HDF can handle all kinds of data?

New Contributor

I was going through the data ingestiono techniques. Is HDF a one stop shop for all ingestions? Apart from Nifi what all are the components of HDF (Flume, sqoop ,Kafka ..) Do HDF handle all of following types of data?

  • -Data at rest
  • -Data in motion
  • -Streaming Data
  • -Data from a Web server
  • -Data from a data warehouse

@Rahul Raj

To correct something in your question, Flume and Sqoop are part of HDP, not HDF.

HDF allows you to manage your data in motion. It is primarily a data flow tool. However, it is capable of performing simple event processing. Think of HDF as a way to manage and route data between different systems. Those systems can be two different HDP clusters, or the systems can be an HDF and HDP cluster, or a REST API endpoint and an HDP cluster, etc.

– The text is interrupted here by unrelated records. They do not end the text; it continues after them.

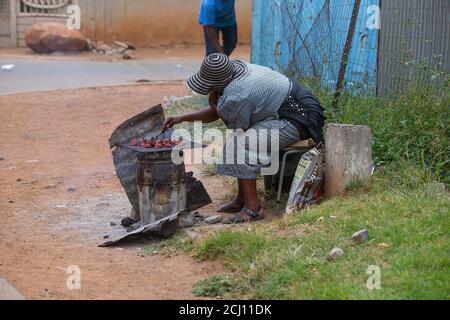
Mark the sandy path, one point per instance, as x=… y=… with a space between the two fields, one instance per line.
x=53 y=142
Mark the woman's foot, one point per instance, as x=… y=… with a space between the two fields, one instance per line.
x=247 y=215
x=233 y=206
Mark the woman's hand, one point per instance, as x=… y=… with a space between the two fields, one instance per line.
x=171 y=121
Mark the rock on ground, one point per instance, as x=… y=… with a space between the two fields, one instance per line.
x=51 y=37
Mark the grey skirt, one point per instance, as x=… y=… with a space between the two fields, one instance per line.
x=247 y=155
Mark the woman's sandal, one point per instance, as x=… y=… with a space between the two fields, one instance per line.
x=229 y=208
x=252 y=216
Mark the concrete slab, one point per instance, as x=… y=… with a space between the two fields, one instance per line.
x=30 y=75
x=8 y=292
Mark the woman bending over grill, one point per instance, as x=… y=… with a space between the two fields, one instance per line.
x=261 y=102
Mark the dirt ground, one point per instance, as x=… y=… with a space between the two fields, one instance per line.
x=59 y=194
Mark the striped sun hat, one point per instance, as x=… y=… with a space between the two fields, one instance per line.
x=216 y=73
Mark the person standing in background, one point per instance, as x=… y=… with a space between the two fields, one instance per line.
x=219 y=17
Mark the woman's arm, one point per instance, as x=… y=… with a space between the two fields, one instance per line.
x=207 y=115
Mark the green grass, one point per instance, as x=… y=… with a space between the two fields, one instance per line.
x=287 y=259
x=193 y=104
x=179 y=243
x=408 y=228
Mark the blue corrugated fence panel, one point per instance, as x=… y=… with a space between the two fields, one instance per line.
x=304 y=38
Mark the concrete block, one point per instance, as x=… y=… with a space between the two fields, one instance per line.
x=348 y=157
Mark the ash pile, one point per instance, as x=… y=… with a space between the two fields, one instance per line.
x=150 y=167
x=126 y=50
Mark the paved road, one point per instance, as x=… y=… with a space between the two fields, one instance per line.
x=30 y=75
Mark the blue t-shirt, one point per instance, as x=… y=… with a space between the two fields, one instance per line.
x=217 y=13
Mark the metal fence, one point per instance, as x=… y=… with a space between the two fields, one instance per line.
x=414 y=42
x=353 y=44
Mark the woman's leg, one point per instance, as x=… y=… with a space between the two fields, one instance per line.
x=237 y=203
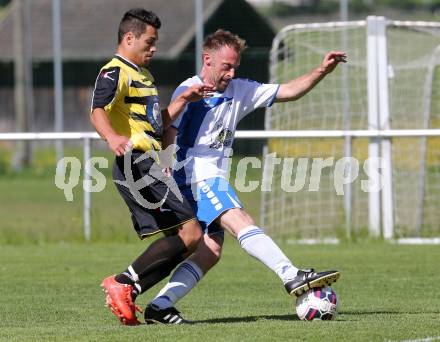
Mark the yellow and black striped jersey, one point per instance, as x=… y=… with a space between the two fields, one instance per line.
x=128 y=94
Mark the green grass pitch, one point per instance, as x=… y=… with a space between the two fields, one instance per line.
x=50 y=292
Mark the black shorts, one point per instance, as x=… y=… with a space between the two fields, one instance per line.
x=147 y=220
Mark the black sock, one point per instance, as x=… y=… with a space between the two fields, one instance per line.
x=153 y=278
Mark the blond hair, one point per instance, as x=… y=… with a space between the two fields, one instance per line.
x=220 y=38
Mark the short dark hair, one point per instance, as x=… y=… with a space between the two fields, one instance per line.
x=221 y=38
x=136 y=20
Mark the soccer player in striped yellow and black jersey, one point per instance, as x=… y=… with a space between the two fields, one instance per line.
x=126 y=113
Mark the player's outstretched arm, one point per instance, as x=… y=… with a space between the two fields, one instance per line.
x=190 y=94
x=117 y=143
x=300 y=86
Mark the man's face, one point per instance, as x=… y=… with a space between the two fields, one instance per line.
x=143 y=48
x=222 y=65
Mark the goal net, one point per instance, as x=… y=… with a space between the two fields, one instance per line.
x=318 y=209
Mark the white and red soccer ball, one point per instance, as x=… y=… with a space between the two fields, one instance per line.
x=317 y=304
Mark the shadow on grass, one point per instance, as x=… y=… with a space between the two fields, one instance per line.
x=242 y=319
x=351 y=315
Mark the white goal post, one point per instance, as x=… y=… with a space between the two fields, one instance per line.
x=87 y=137
x=390 y=84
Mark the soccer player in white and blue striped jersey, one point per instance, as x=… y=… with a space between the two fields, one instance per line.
x=205 y=132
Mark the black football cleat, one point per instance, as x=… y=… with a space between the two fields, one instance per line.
x=154 y=315
x=309 y=279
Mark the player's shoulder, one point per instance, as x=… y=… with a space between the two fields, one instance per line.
x=111 y=71
x=191 y=81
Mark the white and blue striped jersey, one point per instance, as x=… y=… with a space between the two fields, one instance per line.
x=206 y=128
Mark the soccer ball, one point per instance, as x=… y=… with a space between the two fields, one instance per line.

With over 200 processors, HDF is flexible and allows you to manage data flows between any number of systems. HDF can pull data from web servers, RESTful APIs, Data Warehouses (RDBMS). It can handle streaming data or bulk pulling data at rest from an HDFS filesystem.

New Contributor

Correct me wherever I am wrong. So HDF just pulls data from absolutely anywhere and sqoop,kafka(?)Flume is required in HDP side to put the data in HDFS ultimately?

@Rahul Raj

HDF is very flexible. It comes bundled with a number of processors (over 200). Those processors allow you to pull and push data, or to do some transformations etc. Some processors are flexible in that they allow you to interact with web services via standard HTTP requests. On top of that, you can create scripts (Python, Javascript, etc) and run those scripts from within HDF. Then you have the ability to easily write your own processors to extend HDF.

Sqoop is generally used to bulk pull data from RDBMS and then you use HDF to pull the incremental changes. It depends on the volume of data and the use case. In some cases, you can just use HDF. In others, you might use Sqoop first, then HDF for those updates. Anything Flume can do, HDF can do better. So if you are considering Flume, then HDF can do it. HDF has the ability to directly land data into Kafka, HDFS, HBase, Hive etc. So again, it depends on your use case and the volume of data in terms of what the flow would look like, but HDF can land the data into HDP after pulling it from another source (DB, Cassandra, HTTP, Elasticsearch, Solr, etc).